Wilfred Gordon (b. 1912)

Wilfred Gordon was born in Harris, Saskatchewan to Elizabeth and Henry Thomas Gordon. He lived in several places before moving to Grand Prairie, Alberta in 1919. In 1929, he worked in Tulameen, British Columbia and then moved to Barkerville before coming to Stewart, British Columbia in 1934. In the middle of the great Depression, he had enough money to get to Carcross and then he and friend Bill Scott walked to Whitehorse. From there, he and fifteen others sat on a load of mail to Dawson.1)

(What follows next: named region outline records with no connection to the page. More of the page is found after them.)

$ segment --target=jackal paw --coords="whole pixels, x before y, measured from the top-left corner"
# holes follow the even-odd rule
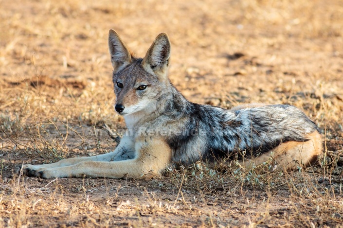
[[[22,167],[20,167],[18,170],[18,173],[20,174],[22,170],[22,174],[27,176],[35,176],[41,178],[42,179],[49,179],[53,178],[48,175],[47,173],[49,169],[46,168],[39,168],[38,166],[30,164],[24,165]]]

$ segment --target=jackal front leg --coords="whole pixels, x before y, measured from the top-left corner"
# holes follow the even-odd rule
[[[144,139],[135,144],[136,157],[118,161],[85,161],[54,168],[30,171],[32,175],[56,177],[150,178],[159,175],[170,162],[171,150],[162,140]]]
[[[33,165],[25,164],[22,167],[23,174],[29,176],[35,176],[36,171],[43,168],[56,168],[74,165],[82,161],[114,161],[132,159],[135,157],[134,143],[130,137],[125,136],[122,139],[120,143],[114,151],[100,155],[91,157],[73,158],[64,159],[51,164]],[[20,172],[21,167],[18,172]]]

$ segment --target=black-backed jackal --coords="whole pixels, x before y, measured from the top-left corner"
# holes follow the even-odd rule
[[[24,165],[28,176],[148,178],[173,162],[213,164],[237,158],[242,165],[269,161],[293,169],[322,152],[316,124],[289,105],[247,105],[226,110],[193,103],[172,85],[167,70],[170,42],[156,38],[144,58],[132,55],[113,30],[108,46],[116,96],[115,108],[127,132],[115,150],[99,156]]]

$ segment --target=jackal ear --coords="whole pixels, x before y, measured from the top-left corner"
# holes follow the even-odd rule
[[[146,52],[142,65],[148,71],[165,76],[170,57],[170,41],[165,33],[161,33]]]
[[[118,34],[110,29],[108,32],[108,49],[111,62],[115,71],[117,71],[131,61],[131,54]]]

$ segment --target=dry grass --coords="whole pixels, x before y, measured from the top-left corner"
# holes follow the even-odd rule
[[[0,0],[0,227],[342,226],[343,5]],[[125,126],[112,107],[110,28],[138,56],[168,33],[170,79],[192,101],[302,108],[325,135],[325,158],[288,173],[197,164],[148,181],[12,176],[22,162],[116,145],[103,128]]]

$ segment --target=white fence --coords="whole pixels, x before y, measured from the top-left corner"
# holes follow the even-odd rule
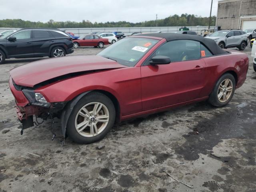
[[[182,27],[123,27],[123,28],[60,28],[65,30],[67,32],[72,32],[75,35],[82,36],[89,34],[92,32],[113,32],[121,31],[124,33],[125,36],[130,35],[134,32],[142,32],[143,33],[153,33],[161,31],[171,32],[178,31]],[[186,27],[190,31],[195,31],[198,33],[201,30],[208,29],[208,26],[191,26]],[[214,26],[211,26],[210,29],[214,29]],[[9,29],[18,29],[17,28],[0,28],[0,32]]]

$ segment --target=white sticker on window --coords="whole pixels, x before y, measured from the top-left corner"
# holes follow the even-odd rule
[[[135,50],[135,51],[140,51],[141,52],[145,52],[148,49],[148,48],[146,48],[146,47],[141,47],[140,46],[135,46],[132,49],[132,50]]]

Gordon worked in Dawson until 1937 when he was the first passenger on Grant McConachie’s Yukon Southern Air Transport’s mail service. He travelled to Stewart to see Jean Matheson, and they were married in September of that year. They spent that winter, until January 1939, in the south and then headed for the Yukon where they worked for Andy Taddie at his roadhouse in Granville. When Wilfred got a job with Yukon Consolidated Gold Corp, they moved to the intake of the Australia Ditch with their young daughter Betty. The company shut down the Australia Ditch in 1944 and the family moved to Mayo in 1945 where Wilf worked for White Pass & Yukon Route as a longshoreman. After several year, he started guiding for Louis Brown and then started his own lumber business selling timbers to the Elsa mine. After the equipment burned in a fire, the Gordons started mining on Highet Creek. They were not successful so Wilf went back to cutting wood, this time for the Yukon and federal governments. In the early 1970s he returned to Highet Creek and started mining there and on Rudolph Gulch. After Jean was elected to the Yukon legislature in 1967 she had to spend many weeks away from her home in Mayo.2)

1) , 2)
Joyce Hayden, Yukon’s Women of Power. Windwalker Press, 1999: 61-66, 68.